En el colmo de la desesperación (ahora puedo decirlo, ya no importa) recurrí a esos programas de radio tan imaginativos del tipo 'hablar por hablar', pero, desgraciadamente para mí, las historias que allí se contaban eran demasiado increíbles o demasiado truculentas para un ligero artículo veraniego. Además se corre el riesgo (conozco a alguien que le ha pasado) de que mientras estás en ello (escuchando, quiero decir), de repente, oigas a tu propia mujer, un tanto angustiada, que habla desde la cocina, en bata y con la voz muy baja, y le cuenta a la sustituta de Fina Rodríguez que ya no soporta más a su marido (¡tú!) y que está pensado, seriamente, acabar con él (físicamente, se entiende), de una vez por todas, por ejemplo; o que está algo confusa porque, a ella, quien realmente le gusta es el vecino del sexto, que es ejecutivo de Gescartera, en lugar de artista, como tú, que también tiene bemoles la cosa.

Me dirán, con todo derecho, que, enfrentado a situación tan crítica, tal vez lo más apropiado hubiera sido precipitarse al ordenador y escribir algo así como la historia de un idiota contada por él mismo, pero hasta esto me está vetado, porque todo el mundo sabe que eso es, justamente, lo que hizo Félix de Azúa hace ahora quince años; y claro, no es cosa de repetirse.
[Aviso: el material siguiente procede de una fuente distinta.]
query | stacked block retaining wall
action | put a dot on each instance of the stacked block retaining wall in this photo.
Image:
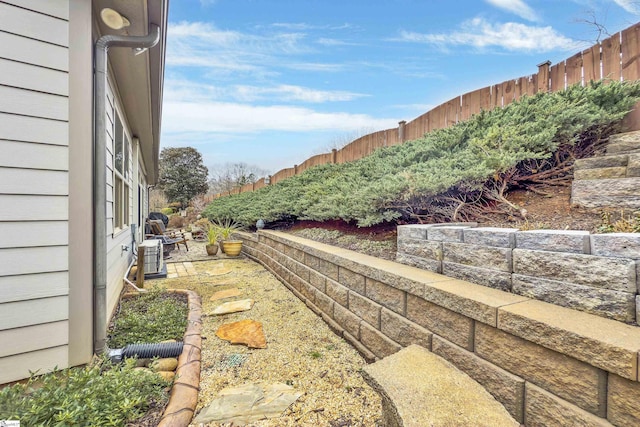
(548, 365)
(595, 273)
Pues nada, ya ven, así es la vida de un articulista, más dura de lo que la gente cree; lo cual no elimina, en absoluto, la necesidad de una disculpa, que es precisamente lo que intento hacer ahora. Espero que, tras mi vuelta, me reencuentre con la inspiración, de nuevo, y les evite la tortura de tener que soportar las tristes y anodinas andanzas veraniegas de un aprendiz de escritor, en Benicàssim.

Aunque, ahora que caigo en ello, todo puede obedecer a una lógica aplastante. En realidad, desde que Aznar ha huido de la zona, ya nada es igual que antes; y, aunque nos cueste reconocerlo, lo cierto es que andamos todos como perdidos, huérfanos de paddle, recepciones en bermudas y misas de ocho, deambulando de un lado para otro, sin sentido ni razón alguna que nos asista. Eso debe ser.

Andrés García Reche es profesor titular de Economía Aplicada de la Universidad de Valencia.